Morningstar | Windstream Provides Update on Bankruptcy Proceedings and View of Uniti Lease With 1Q Results
No-moat Windstream released first-quarter results that highlighted some of the challenges its business faces but were consistent with recent trends. The unsurprising results also had some encouraging items, including accelerating growth in its consumer broadband base and continuing strides in enterprise strategic services. In addition, management provided its view on the Uniti network lease, which Windstream must accept or reject by June 25 (although we expect Windstream to invoke its right to extend the deadline by three months). We are leaving our fair value estimate under review during bankruptcy proceedings, but there's no change to our view that we would not recommend Windstream stock at any price.
Windstream is required to either accept or reject its Uniti lease in full, but we maintain that the two firms will voluntarily renegotiate the lease to reduce Windstream's payments, as we think the lease is vital to both parties. We continue to estimate a 25% reduction to the lease payments, which is what our $13 Uniti fair value estimate is based on, but we acknowledge it is impossible to precisely project.
Windstream management indicated that it believes the annual lease payments, which extend to 2030, are "significantly above market," and the value of the assets is rapidly declining, largely due to the network's heavy copper makeup. We see the firm's implication that it finds the lease unattractive as merely a negotiating tool to entice Uniti to bargain. Regardless of quality, we think Windstream has no realistic alternative to using Uniti's network. As a carrier of last resort, Windstream is obligated to provide service in numerous geographies, and we don't see a feasible alternative to Uniti's network that allows Windstream to meet those obligations. However, we doubt Uniti could stay solvent if it completely lost the Windstream lease, which accounts for about 70% of Uniti's total revenue, so it can't play hardball.
Adjusted for the sale of its consumer CLEC (competitive local exchange carrier) business, Windstream's year-over-year revenue declined 6%. While revenue for all segments declined from last year's first quarter, consumer revenue and strategic enterprise revenue were the bright spots and, in our view, the firm's most promising businesses long term.
Consumer revenue fell 1% year over year, but the decline was mostly attributable to voice.
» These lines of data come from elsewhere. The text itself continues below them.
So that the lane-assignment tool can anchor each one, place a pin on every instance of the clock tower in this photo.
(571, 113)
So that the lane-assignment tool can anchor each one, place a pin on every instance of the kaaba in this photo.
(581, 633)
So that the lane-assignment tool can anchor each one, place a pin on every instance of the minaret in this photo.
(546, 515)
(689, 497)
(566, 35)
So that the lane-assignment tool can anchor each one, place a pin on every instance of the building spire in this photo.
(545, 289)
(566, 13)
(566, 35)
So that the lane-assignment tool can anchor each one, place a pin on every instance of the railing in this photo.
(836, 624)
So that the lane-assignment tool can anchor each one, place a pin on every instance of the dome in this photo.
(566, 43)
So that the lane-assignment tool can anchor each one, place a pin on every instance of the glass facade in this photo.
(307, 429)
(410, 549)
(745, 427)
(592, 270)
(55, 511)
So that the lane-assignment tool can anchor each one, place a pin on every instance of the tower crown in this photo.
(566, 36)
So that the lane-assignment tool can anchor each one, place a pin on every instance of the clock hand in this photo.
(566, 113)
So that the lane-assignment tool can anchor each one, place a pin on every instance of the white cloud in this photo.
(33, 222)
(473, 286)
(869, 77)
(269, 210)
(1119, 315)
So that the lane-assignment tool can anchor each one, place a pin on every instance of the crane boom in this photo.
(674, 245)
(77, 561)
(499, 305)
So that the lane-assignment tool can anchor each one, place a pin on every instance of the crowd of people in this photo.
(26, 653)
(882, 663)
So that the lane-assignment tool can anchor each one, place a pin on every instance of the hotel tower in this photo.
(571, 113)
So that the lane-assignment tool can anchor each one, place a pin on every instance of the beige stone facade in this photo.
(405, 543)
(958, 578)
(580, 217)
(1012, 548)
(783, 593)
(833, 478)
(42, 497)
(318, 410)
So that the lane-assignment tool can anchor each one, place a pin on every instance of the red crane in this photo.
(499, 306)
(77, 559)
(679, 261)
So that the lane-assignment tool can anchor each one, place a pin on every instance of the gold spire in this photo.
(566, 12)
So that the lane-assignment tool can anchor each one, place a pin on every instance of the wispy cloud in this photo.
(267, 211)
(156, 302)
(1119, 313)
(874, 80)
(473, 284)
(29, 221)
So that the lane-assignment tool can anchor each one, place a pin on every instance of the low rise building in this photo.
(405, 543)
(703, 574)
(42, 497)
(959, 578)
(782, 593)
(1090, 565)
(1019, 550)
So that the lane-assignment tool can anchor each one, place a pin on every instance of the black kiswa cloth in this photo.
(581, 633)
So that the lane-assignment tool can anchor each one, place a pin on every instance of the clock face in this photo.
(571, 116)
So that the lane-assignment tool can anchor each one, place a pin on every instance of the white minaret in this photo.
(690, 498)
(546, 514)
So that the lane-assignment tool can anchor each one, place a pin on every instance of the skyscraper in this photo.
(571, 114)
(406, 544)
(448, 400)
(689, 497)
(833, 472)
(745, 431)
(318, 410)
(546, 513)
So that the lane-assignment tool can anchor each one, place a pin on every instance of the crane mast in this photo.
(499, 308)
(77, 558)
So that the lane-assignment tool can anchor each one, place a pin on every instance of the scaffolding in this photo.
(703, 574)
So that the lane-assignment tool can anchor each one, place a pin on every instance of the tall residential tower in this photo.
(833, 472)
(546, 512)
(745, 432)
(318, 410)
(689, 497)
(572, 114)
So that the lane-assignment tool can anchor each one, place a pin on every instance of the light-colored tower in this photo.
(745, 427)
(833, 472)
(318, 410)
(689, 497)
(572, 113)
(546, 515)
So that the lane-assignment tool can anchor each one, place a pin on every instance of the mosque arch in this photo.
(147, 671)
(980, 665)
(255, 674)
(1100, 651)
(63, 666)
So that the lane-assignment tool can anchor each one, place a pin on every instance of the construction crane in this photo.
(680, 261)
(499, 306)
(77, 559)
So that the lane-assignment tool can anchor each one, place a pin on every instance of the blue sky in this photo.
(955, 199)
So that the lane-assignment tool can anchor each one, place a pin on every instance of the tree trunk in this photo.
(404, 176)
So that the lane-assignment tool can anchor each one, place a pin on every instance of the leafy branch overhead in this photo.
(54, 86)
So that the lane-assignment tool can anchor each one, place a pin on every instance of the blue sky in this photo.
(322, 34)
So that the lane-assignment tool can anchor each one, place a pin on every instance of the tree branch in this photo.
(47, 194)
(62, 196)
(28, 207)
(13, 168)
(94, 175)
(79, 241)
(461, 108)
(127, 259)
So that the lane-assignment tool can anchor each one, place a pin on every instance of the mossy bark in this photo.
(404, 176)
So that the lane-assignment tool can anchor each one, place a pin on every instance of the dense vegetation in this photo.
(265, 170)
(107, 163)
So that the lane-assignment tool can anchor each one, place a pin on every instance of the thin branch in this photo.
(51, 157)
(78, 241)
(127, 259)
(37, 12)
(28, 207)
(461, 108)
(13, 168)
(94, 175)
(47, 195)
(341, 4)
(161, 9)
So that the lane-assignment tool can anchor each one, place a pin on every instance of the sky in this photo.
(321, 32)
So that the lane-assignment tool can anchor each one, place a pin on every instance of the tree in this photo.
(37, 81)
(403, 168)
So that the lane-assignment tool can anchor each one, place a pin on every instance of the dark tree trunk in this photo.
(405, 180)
Consumer high-speed Internet revenue was flat versus the same quarter last year, but the firm added over 11,000 new customers in the quarter, marking Windstream's best quarter since 2011 by that metric and the firm's fourth straight quarter of customer growth. Lower average revenue per user offset the 3% year-over-year growth in customers. We think Windstream will be able to grow Internet revenue in the future.
Enterprise strategic services, which includes software-defined wide area networking, or SD-WAN, and unified communications as a service, or UCaaS, continued rapid growth off a low base, rising over 8% sequentially and 44% year over year. We think the firm will be able to maintain similar levels of growth for several years, but strategic services still account for less than 10% of enterprise revenue. Double-digit year-over-year revenue declines in other enterprise revenue streams led to enterprise revenue contraction of 8% year over year. With strategic services continuing to cannibalize higher-revenue enterprise alternatives, such as MPLS (multiprotocol label switching), we think revenue declines will continue.
The firm's adjusted EBITDA margin contracted by 170 basis points versus last year's first quarter, due primarily to higher cost of services and the sale of the consumer CLEC business, which was relatively higher margin. We think margins will expand from here, as a continuing shift towards strategic from legacy enterprise services should allow the firm to cut costs.